Zivilpolizisten in Badehose am Beckenrand

Die Polizei schickte Streifen und Zivilbeamte, die in Badeklamotten vom Beckenrand aus die Lage im Auge behielten. Abgesehen von kleineren Störungen, weil einigen Badegästen die Sonne oder vielleicht auch der Alkohol zu Kopf gestiegen war, blieb es weitgehend ruhig im Michaelibad. "Uns liegen keine Meldungen über Störer vor", sagte Polizeisprecherin Claudia Künzel am Sonntag.

Über die Pfingstfeiertage gab es dagegen mindestens fünf Polizeieinsätze im Michaelibad, weil Jugendliche herumgepöbelt oder sich geprügelt hatten. Manche versuchten, sich gegenseitig zu provozieren. Als sich Badegäste über das Benehmen beschwerten, wurden sie von den Teenagern angepöbelt und beschimpft.

Mehrere Teenager wurden daraufhin laut Polizei des Bades verwiesen. Gegen einige Krawallos wird wegen Körperverletzung und Landfriedensbruch ermittelt.

Neue Krawalle im Ungererbad

Im Ungererbad gab es dagegen am Freitagnachmittag Ärger. Badegäste berichten von etwa 30 Jugendlichen, die sich dort auf der Wiese verabredet hatten und andere anpöbelten. Dabei sollen sich auch einige von ihnen geprügelt haben. "Wie ernst das war, lässt sich nicht sagen", berichtet ein 57-jähriger Münchner.

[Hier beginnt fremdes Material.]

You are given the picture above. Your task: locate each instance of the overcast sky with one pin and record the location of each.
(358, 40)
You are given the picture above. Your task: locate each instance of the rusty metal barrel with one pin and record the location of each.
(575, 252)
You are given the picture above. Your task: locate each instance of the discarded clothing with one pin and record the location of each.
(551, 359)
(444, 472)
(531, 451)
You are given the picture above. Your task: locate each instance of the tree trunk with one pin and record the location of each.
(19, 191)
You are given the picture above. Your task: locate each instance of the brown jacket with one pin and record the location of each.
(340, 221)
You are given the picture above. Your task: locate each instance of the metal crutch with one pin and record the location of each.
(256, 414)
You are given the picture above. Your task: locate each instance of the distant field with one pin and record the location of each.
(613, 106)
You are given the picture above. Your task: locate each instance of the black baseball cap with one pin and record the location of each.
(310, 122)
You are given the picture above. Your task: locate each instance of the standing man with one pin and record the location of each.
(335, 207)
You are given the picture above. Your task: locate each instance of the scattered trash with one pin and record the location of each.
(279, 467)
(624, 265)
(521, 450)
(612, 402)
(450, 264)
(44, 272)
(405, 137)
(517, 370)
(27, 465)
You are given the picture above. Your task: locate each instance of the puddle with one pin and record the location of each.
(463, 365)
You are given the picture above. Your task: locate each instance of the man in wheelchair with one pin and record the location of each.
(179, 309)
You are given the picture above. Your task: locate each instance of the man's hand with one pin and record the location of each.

Schaulustige drängten sich rund um den Tumult. Einige Gaffer kletterten auf die Schultern von Freunden, um das Spektakel besser sehen zu können. Die Schwimmmeister des Bades bekamen die heftig feiernden Jugendlichen zwar mit, scheuten sich aber laut des Zeugen, beherzt und energisch einzugreifen. Später kamen Sanitäter, die sich um einen Badegast kümmerten und ihn auf einer Trage mitnahmen, berichtet ein weiterer Zeuge.

Die Stadtwerke wollen am Montag ein Konzept vorlegen, wie die Krawall- und Partyszene in den Griff zu bekommen ist. In den Sommerbädern haben Jugendliche unter 18 Jahren seit dieser Saison freien Eintritt. Was offenbar dazu führt, dass Teenager Freibäder zur Partylocation machen.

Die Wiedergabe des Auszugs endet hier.